Meanwhile, my little family and I have been swimming in the sea of the everyday. Take mealtime for example. Eating dinner takes a long time because 80% of that time is untying knots in bibs and reminding kids not to eat with their thumbs and I’m wiping messy faces and sweeping under the table for the fortieth time that week (well maybe wishing I had swept). This is where I’ve been. I once was lost but now I’m found. I once felt like I would be lost if I wasn’t swimming in the current of the “new.” But enter GRACE! Enter meaning! This is where I’ve been:  Besides continuing to make art, I’ve been making a home(s), making babies (fun!), making friends and yearning hard with God’s steady hand to make our life meaning-full. You know, art does that.  Art beautifies and glorifies and points us in the direction of the divine.
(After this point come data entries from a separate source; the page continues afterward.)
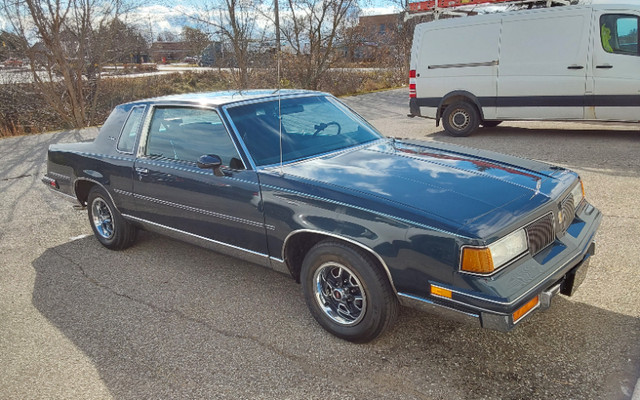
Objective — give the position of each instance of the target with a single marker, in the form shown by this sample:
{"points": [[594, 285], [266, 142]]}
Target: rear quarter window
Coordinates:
{"points": [[130, 130]]}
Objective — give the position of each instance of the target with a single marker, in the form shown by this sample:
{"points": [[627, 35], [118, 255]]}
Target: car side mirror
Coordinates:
{"points": [[210, 161]]}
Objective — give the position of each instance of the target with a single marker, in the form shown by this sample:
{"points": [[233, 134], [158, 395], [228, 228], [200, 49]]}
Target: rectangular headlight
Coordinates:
{"points": [[485, 260], [508, 248]]}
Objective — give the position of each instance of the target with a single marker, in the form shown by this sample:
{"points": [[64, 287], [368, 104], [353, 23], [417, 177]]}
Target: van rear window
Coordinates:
{"points": [[619, 34]]}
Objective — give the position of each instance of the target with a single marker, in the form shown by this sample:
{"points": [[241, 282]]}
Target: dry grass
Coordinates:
{"points": [[23, 111]]}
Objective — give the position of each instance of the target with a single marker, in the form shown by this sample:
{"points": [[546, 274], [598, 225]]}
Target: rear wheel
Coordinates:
{"points": [[348, 294], [460, 119], [111, 230]]}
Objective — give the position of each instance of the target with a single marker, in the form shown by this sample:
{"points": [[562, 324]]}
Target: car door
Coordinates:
{"points": [[543, 64], [172, 192], [616, 66]]}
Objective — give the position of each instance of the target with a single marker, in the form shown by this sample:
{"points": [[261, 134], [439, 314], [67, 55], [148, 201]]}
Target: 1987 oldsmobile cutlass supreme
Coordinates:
{"points": [[298, 182]]}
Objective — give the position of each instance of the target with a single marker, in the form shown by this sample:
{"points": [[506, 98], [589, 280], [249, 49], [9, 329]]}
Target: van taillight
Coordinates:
{"points": [[412, 83]]}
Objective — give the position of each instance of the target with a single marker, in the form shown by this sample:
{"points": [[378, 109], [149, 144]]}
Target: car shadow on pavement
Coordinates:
{"points": [[165, 319]]}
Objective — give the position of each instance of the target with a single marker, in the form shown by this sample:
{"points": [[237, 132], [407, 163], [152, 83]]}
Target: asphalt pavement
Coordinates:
{"points": [[165, 319]]}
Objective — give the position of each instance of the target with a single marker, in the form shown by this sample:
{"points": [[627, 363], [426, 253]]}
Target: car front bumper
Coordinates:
{"points": [[494, 313]]}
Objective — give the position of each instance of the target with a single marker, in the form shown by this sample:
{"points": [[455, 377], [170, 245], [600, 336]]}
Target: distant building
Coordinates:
{"points": [[169, 51]]}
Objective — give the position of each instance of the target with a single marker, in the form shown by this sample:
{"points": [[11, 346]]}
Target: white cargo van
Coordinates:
{"points": [[560, 63]]}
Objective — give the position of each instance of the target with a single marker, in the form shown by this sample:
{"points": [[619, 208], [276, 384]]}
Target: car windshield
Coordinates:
{"points": [[310, 126]]}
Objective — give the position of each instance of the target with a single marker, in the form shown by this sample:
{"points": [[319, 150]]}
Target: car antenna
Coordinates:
{"points": [[279, 109]]}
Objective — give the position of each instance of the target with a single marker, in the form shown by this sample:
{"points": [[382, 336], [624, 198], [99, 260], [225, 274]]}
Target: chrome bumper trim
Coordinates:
{"points": [[429, 306]]}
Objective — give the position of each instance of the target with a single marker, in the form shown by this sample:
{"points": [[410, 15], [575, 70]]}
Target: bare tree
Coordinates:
{"points": [[196, 39], [61, 39], [234, 21], [312, 31]]}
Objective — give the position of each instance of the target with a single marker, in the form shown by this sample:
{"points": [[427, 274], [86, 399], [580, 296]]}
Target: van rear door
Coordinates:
{"points": [[543, 64], [456, 56], [616, 66]]}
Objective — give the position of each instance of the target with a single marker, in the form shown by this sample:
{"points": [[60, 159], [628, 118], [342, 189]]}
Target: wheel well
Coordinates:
{"points": [[298, 245], [82, 190], [447, 101]]}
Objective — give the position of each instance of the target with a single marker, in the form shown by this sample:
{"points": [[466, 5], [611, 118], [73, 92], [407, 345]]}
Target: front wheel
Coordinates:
{"points": [[111, 230], [460, 119], [347, 294]]}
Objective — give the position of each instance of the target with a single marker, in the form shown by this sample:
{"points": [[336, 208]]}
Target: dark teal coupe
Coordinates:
{"points": [[296, 181]]}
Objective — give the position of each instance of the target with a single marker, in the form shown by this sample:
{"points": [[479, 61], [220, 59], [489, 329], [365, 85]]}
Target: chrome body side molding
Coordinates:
{"points": [[220, 247]]}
It’s just that sometimes we get confused and we look outside of ordinary for the divine. Turns out ordinary takes time.

 

Lake Huron Rock Toss

 

 

Four years later, this little site has finally taken shape. You are here! Reading this. Maybe you’ve been following my artistic journey from my get-go. Thanks for sticking it out. You are probably used to it now, but this is how we get things done around here: we use old fashioned time.  Because I won’t move along in my business if it means leaving my family or my friends behind. I think I learned my lesson when I was doing full time art festivals around the country. I was too busy for a meaning-full life. I no longer choose that path for myself anymore.

 

There is a quote from the magical Rilke in my artist statement that speaks about gestation and patience. It will never not be a part of my artist statement because I think he hits the nail on the head when he says this:

“Everything is gestation and then birthing. To let each impression and each embryo of a feeling come to completion, entirely in itself, in the dark, in the unsayable, the unconscious, beyond the reach of one’s own understanding, and with deep humility and patience to wait for the hour when a new clarity is born: this alone is what it means to live as an artist: in understanding as in creating.” 

 

Things take time. This website, this little life of mine as an artist and a wife and mother, well it is unfolding, growing, gestating.  So welcome to the slow-website movement. Leave it to me to try to pair two things that seen completely at odds with each other: slow + technology. (I love to see possibility where there is none!) You’ve seen it here first, folks.

 

What I’ve really desired over the years was for my website to  be a catalog of my work history, accompanied by story. The words that I share alongside each painting are deeply important to me. It feels good to finally put the two formally together. I pray this blesses you.

 

More on that later. For now, enjoy perusing this labor of love. Make yourself a cup of tea and enter the gates of the slow-website movement…may you discover a meaning-full gem along the way. I’ll catch up with you when the time is right.

 

 → Black and White Photographs courtesy the talented Stephi-O Photography ←

 

 

 

4 Responses

  1. Donanne Avery
    September 6, 2015

    I love to read what you write…because it is like listening to your beautiful voice..you are a precious gift from God to your lovely wee family and those of us who know you…God’s plan is unfurling…cannot wait to read more about it…Love and Hugs

    Reply
    • natalie
      September 6, 2015

      Thank you, Donanne. God’s plan is absolutely unfurling! Thank you for journeying alongside us!

      Reply
  2. Susan Rahn
    September 6, 2015

    I weep at the beauty of your family- Those that marveled at your journey, cheered for you and Josh—we have stayed by your side. No doubts, you are living Gods plan.

    Reply
    • natalie
      September 6, 2015

      Sue, you are a poet, my friend. Keep up the great work 🙂 (Seriously!!)